During the session on Wednesday, the CAD/CHF pair fell during the course of the day. Granted, it wasn’t a massive move lower, but the one thing that I am cognizant of is the fact that the Canadian dollar itself is getting pummeled as the oil markets simply cannot rally at all. In fact, the WTI Crude Oil markets broke down below the $50 level, and that of course is a very technically bearish signal. With that, Forex traders sold off the Canadian dollar overall as it is used as a proxy for petroleum markets quite often.
The 0.7350 level below is massively supportive, so will take a little bit of momentum to break down below there.
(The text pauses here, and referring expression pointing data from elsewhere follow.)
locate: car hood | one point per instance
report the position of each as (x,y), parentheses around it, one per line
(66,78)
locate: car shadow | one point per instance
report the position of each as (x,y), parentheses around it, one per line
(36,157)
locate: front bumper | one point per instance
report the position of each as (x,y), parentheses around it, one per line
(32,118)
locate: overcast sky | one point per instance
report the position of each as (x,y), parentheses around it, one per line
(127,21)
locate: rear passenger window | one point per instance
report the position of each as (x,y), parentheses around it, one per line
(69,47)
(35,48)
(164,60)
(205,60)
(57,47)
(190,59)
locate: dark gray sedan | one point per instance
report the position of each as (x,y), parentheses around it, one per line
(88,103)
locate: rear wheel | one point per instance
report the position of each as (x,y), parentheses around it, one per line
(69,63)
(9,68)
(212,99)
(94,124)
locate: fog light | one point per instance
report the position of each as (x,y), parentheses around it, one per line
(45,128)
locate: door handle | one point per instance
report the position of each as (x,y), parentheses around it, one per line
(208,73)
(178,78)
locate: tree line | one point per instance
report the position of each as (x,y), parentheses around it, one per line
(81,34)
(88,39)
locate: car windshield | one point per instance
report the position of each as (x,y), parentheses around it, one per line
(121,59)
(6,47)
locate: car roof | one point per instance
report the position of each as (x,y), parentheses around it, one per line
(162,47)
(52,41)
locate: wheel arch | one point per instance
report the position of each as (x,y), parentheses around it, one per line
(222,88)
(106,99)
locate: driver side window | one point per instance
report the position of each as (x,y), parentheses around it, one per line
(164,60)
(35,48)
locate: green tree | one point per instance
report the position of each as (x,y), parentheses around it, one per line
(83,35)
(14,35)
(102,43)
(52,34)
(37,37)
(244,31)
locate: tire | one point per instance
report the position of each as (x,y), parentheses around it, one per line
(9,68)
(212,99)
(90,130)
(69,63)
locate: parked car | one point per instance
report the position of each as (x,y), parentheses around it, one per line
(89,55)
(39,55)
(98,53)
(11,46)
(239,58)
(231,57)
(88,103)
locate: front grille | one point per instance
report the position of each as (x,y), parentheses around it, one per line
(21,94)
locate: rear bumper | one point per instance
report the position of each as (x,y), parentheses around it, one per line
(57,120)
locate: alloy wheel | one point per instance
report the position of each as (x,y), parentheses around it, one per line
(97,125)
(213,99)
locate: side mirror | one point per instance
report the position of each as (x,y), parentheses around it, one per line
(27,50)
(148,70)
However, everything on this chart is pointing to that happening, so if we can get below that level for more than about an hour, I would start shorting this market as we could very easily head back down to the 0.72 level, and then possibly the 0.70 handle.
Rallies should be sold
I believe that rally should be sold as we may get a little bit of a “relief rally” from time to time, but ultimately we have been selling off in a rather steady manner for some time. However, do not look for some type of meltdown in this market, because the Swiss National Bank has been shorting the Swiss franc in the spot Forex markets lately. Granted, it is found in the EUR/CHF pair, but it does have a little bit of an effect on the Swiss franc overall against most currencies.
Once we get a significant breakdown in the oil markets that will more than likely be enough to break down below the 0.7350 handle. Quite frankly, I feel that it’s only a matter of time before this happens, so I don’t really have a scenario for buying this market as it is far too negative and strong to the downside in order to try to fight that move lower.